Once the device has been resolved, the component can use the ComponentDevice.to_* methods to get the backend-specific representation of the underlying device, which is then passed to the backend.

The ComponentDevice instance should be serialized in the component’s to_dict and from_dict methods.

import haystack.utils import ComponentDevice, Device, DeviceMap

class MyComponent(Component):
    def __init__(self, device: Optional[ComponentDevice] = None):
        # If device is None, automatically select a device.
        self.device = ComponentDevice.resolve_device(device)

    def warm_up(self):
        # Call the framework-specific conversion method.
        self.model = AutoModel.from_pretrained("deepset/bert-base-cased-squad2", device=self.device.to_hf())

	  def to_dict(self):
	    # Serialize the policy like any other (custom) data. 
	    return default_to_dict(self,
							 device=self.device.to_dict() if self.device else None,
							 ...)
	
	  @classmethod
	  def from_dict(cls, data):
	    # Deserialize the device data inplace before passing 
			# it to the generic from_dict function.
	    init_params = data["init_parameters"]
      init_params["device"] = ComponentDevice.from_dict(init_params["device"])
			return default_from_dict(cls, data)

# Automatically selects a device.
c = MyComponent(device=None)

# Uses the first GPU available.
c = MyComponent(device=ComponentDevice.from_str("cuda:0"))

# Uses the CPU.
c = MyComponent(device=ComponentDevice.from_single(Device.cpu()))

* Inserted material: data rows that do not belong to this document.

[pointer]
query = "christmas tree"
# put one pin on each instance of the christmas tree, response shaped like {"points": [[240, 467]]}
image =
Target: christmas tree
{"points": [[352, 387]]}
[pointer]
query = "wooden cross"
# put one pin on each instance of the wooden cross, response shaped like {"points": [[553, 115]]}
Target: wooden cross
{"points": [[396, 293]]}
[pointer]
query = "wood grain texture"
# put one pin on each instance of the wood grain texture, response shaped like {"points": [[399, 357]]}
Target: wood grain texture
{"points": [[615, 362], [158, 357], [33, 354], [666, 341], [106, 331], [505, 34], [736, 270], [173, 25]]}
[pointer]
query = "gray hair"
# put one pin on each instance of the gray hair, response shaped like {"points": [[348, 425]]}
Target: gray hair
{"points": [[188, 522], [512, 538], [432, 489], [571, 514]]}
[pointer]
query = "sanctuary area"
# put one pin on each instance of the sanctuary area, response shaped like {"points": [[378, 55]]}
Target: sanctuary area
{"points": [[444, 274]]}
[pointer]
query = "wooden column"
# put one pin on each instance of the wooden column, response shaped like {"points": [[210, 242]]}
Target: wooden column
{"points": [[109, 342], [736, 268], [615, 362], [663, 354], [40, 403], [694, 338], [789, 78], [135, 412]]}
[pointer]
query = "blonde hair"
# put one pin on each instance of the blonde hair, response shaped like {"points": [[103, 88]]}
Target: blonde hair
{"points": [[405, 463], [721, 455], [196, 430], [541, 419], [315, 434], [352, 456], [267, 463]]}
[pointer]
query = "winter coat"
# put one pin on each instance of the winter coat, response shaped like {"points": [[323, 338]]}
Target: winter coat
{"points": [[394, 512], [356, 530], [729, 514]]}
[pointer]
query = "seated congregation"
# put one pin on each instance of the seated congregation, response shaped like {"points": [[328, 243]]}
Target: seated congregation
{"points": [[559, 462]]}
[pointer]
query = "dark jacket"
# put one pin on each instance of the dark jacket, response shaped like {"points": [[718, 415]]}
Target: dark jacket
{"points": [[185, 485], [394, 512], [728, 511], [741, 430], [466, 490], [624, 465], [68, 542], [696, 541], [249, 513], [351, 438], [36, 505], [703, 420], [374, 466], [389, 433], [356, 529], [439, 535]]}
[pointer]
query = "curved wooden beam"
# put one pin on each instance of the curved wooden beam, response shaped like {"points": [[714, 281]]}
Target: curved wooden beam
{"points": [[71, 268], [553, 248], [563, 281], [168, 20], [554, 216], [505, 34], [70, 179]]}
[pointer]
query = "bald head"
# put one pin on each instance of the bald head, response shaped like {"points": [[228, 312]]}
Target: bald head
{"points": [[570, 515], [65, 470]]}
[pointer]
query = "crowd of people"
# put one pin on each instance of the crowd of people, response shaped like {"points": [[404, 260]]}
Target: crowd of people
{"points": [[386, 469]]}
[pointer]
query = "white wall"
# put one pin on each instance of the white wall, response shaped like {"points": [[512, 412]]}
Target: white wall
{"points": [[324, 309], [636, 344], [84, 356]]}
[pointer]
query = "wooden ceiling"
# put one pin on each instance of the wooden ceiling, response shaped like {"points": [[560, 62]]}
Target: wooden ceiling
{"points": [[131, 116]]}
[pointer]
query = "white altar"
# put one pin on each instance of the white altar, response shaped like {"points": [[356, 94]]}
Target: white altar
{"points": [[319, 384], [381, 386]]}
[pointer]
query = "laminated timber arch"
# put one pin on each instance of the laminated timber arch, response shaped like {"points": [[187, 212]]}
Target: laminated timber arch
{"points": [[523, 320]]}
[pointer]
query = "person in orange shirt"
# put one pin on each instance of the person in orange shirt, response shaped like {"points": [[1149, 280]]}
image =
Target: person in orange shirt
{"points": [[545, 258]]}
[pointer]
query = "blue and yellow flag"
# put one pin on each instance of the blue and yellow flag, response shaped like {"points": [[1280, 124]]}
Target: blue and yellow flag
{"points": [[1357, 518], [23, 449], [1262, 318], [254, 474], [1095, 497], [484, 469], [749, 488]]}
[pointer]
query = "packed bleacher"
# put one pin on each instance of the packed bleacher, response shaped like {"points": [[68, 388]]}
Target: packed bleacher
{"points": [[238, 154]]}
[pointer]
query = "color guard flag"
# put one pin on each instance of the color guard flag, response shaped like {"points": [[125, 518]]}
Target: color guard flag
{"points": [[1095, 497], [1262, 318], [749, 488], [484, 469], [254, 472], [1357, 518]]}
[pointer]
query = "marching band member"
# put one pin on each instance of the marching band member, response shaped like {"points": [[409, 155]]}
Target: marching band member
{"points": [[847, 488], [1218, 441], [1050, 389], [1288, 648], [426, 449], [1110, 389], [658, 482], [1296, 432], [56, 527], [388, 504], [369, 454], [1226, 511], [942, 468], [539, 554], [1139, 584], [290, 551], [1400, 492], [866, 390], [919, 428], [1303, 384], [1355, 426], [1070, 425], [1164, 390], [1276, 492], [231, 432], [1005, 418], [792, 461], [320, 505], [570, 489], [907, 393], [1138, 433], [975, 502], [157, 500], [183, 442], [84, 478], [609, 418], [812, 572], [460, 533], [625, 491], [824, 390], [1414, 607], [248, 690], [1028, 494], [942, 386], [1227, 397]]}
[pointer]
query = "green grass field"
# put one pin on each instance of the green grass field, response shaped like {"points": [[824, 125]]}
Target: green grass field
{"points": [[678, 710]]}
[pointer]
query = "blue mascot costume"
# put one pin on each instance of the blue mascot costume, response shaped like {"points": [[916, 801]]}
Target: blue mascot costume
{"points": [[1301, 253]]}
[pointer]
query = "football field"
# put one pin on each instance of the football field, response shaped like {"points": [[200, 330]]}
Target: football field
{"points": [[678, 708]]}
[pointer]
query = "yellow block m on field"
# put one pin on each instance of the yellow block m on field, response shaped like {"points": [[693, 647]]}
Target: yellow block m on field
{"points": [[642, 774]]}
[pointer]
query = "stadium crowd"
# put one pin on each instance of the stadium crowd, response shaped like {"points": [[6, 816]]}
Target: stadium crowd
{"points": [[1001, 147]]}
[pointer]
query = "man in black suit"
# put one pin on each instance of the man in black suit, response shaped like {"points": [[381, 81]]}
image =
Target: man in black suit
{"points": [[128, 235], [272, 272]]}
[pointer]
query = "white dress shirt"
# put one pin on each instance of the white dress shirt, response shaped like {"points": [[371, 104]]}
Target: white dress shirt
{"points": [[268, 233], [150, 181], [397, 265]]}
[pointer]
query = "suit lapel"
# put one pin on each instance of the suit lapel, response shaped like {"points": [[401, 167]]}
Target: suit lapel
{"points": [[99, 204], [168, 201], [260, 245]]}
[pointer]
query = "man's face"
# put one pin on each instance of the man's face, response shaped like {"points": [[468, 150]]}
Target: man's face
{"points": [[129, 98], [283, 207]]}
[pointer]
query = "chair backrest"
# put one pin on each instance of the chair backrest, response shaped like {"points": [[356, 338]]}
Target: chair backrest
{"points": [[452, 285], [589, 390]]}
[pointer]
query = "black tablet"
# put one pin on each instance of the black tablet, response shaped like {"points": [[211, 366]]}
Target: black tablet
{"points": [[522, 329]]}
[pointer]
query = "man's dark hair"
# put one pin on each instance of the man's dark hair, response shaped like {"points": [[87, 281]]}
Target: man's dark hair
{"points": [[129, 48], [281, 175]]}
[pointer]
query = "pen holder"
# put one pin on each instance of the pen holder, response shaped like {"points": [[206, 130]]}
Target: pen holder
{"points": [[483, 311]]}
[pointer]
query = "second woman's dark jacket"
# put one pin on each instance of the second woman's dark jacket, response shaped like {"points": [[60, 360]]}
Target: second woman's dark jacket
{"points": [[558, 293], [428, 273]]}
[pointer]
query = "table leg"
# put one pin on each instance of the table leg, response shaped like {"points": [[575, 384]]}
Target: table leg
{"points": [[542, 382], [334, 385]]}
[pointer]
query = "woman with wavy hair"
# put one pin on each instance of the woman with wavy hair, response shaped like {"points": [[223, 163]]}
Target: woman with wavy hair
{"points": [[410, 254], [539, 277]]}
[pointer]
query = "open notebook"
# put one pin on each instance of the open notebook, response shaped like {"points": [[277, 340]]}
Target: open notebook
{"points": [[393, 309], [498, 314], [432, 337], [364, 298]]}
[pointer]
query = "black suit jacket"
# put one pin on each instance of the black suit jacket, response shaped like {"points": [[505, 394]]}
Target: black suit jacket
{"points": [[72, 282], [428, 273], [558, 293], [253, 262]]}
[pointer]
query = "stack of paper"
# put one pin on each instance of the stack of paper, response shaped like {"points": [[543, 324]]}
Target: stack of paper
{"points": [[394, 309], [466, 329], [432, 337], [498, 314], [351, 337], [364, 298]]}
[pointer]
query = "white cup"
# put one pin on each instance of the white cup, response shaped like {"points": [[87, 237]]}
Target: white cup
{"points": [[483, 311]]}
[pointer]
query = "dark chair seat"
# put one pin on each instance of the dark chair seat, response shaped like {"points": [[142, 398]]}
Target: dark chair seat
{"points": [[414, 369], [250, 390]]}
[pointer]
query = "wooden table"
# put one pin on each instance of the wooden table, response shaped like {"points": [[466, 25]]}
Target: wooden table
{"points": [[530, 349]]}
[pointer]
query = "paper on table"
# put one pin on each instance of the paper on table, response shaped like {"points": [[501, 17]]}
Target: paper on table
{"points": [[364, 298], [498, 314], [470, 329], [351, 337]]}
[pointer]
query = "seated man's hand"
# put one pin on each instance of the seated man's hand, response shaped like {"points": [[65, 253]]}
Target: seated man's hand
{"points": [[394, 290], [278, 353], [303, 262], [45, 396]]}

# Allow the component to use multiple devices using a device map.
c = MyComponent(device=ComponentDevice.from_multiple(DeviceMap({
      "layer1": Device.cpu(),
      "layer2": Device.gpu(1),
      "layer3": Device.disk()
})))

If the component’s backend provides a more specialized API to manage devices, it could add an additional init parameter that acts as a conduit. For instance, HuggingFaceLocalGenerator exposes a huggingface_pipeline_kwargs parameter through which Hugging Face-specific device_map arguments can be passed:

generator = HuggingFaceLocalGenerator(model="llama2", huggingface_pipeline_kwargs={
	"device_map": "balanced"
})

In such cases, ensure that the parameter precedence and selection behavior is clearly documented. In the case of HuggingFaceLocalGenerator, the device map passed through the huggingface_pipeline_kwargs parameter overrides the explicit device parameter and is documented as such.